"I was separated / From what I can do / What I’m capable of," sings Björk on "Mouth Mantra," a track from her new album, Vulnicura. In recent years, Björk’s music has begun to feel detached. There was 2007’s vibrant but scattershot Volta, and then 2011’s Biophilia, a sprawling multimedia project that sought to unite the spheres of art, technology and nature. With lyrics about gravitational pull and crystal structures, Biophilia related Björk’s own experience, if at all, through a dense tangle of metaphors. But, in a recent interview with Pitchfork, Björk hinted at the personal imperative behind this very public undertaking : the need, at the time, to "be the pacifist to try to unite the impossible."

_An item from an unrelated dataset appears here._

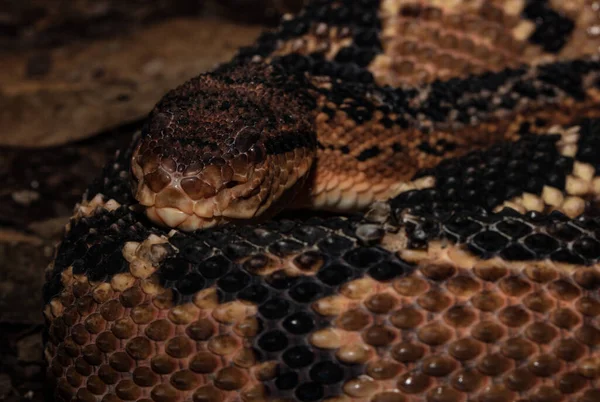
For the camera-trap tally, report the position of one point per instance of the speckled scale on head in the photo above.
(478, 281)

If those albums were extravagant exercises in avoiding the issue at hand, their followup tackles it head-on. Vulnicura chronicles the end of Björk’s relationship with her longtime partner, Matthew Barney. Björk has rarely been this lyrically blunt, and she has emptied out her musical toolbox accordingly. Gone are the fantastical instruments of Biophilia, the patchwork pop arrangements of Volta, the musique concréte of Vespertine. It’s as if she’s wound all the way back to 1997’s Homogenic, where rich strings and glitchy beats butted against each other like inexperienced kissers. Vulnicura is Homogenic Part II in subtler ways as well : the stately chord progression of "Stonemilker" echoes Homogenic’s "Unravel," for instance, and both albums feature severe portraits of Björk on the cover.
It might seem odd that such an overhaul has resulted in Björk’s best album in years. After all, from one perspective it’s a sort of climbdown from ambitious, formally inventive projects to more traditional tools and topics. Then again, this is what Björk has always done best : hyperballads, songs that take pop convention to wonderful extremes of euphoria and despair. When she sings, "My soul torn apart / My spirit is broken" over cascades of violins, she’s voicing a sentiment that’s sounded insufferably trite a thousand times before. Here, it’s anything but.

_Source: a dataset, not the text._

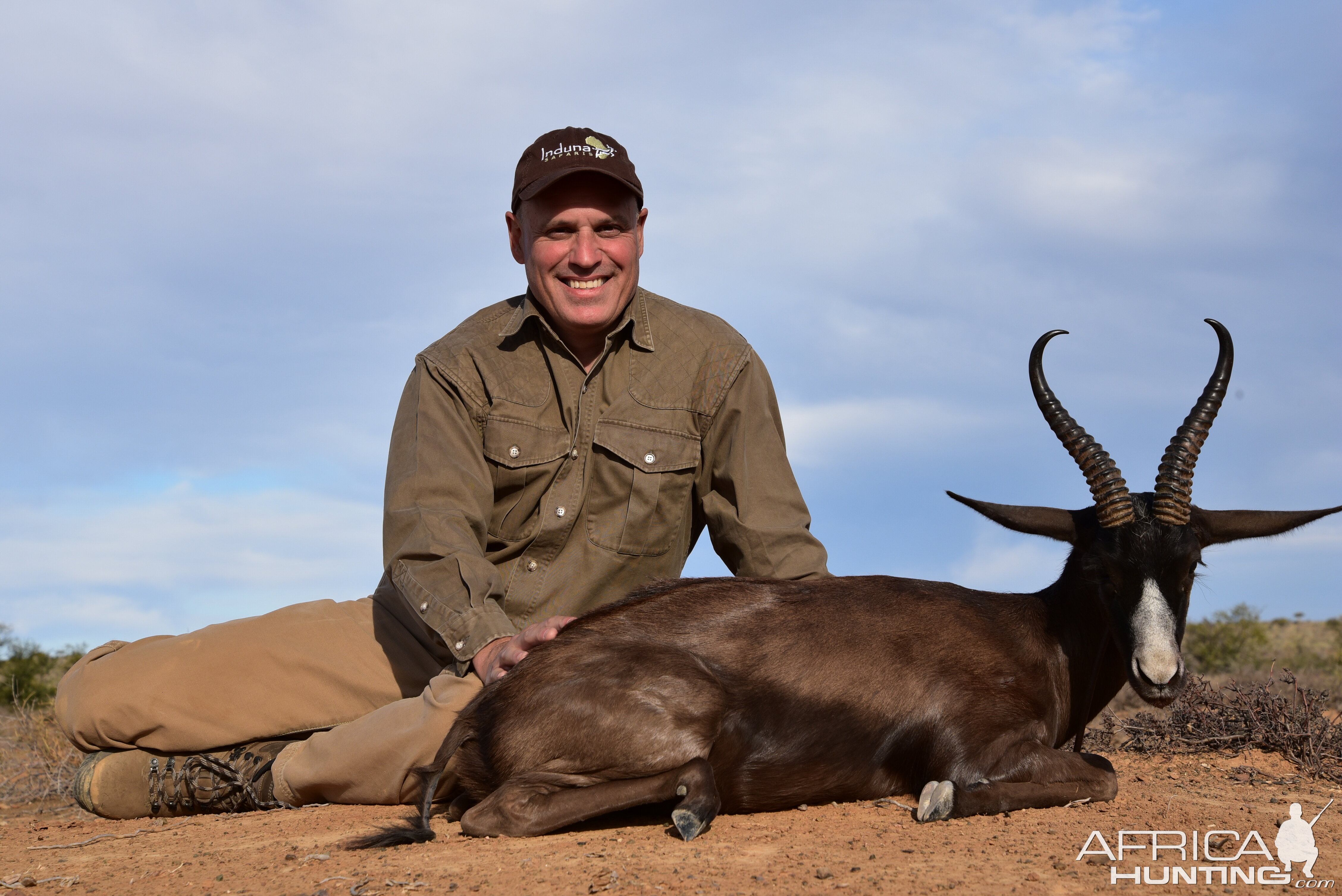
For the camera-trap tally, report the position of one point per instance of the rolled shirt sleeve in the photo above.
(748, 496)
(439, 496)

Björk, of course, likes an invented word or two, and "Vulnicura" might be a portmanteau of "vulnerability" and "curative." This album exposes the former in search of the latter. Two thirds of it chronicle the breakup in sequence, while the final three tracks grapple with the outcome. The album’s centrepiece is the three-part "Family." We start in an ashen landscape courtesy of the Haxan Cloak, all glowering percussion and oily strings, and finish with a qualified sort of redemption. In between, Björk questions the effectiveness of her own art, asking, "How will I sing us out of this sorrow ?" With its songs dated like diary entries, Vulnicura often feels like a meta-album—an album about the process, and the necessity, of addressing these events through music.
But it’s also simply an album with a story to tell. This narrative thread seems to have focussed Björk’s compositional powers, and Vulnicura has a momentum and coherence lacking in her recent efforts. Perhaps surprisingly, Arca, the album’s chief collaborator, only plays a secondary role in this. Elsewhere he’s displayed a knack for sonic extravagance, and for warping the boundaries between the natural and the unnatural. Here, the beats remain very much in their lane, held apart from the mostly unprocessed voice and strings.

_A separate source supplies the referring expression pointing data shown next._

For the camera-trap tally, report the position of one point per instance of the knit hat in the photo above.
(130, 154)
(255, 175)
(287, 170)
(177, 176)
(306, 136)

As with Homogenic before it, this careful distancing can feel unsatisfying. On "Black Lake," Björk’s strings form implacable pools of sound, while Arca’s percussion blossoms from near-silence to industrial techno throb. The two processes feel distinct, never quite working in harmony. Elsewhere, Björk’s tendency to meander can get the better of her, as it does on "Atom Dance," which returns to the figurative language of Biophilia. Some tracks, like "Mouth Mantra," simply feel overcrowded. The Haxan Cloak, who mixed the album, struggles to find clarity in busier moments.
But the story, visceral and tragic, transcends these imperfections in the telling. In "History Of Touches," Björk wakes up in the middle of the night, "Feeling this is our last time together." She sees "Every single touch… Every single fuck… In a wondrous timelapse." It’s hard not to think of the coital bliss of 2002’s "Cocoon," written around the start of Björk’s relationship with Barney. Only now we’re seeing a decade’s worth of "Cocoon"s telescoped into one, with the knowledge that they’ll never be reclaimed.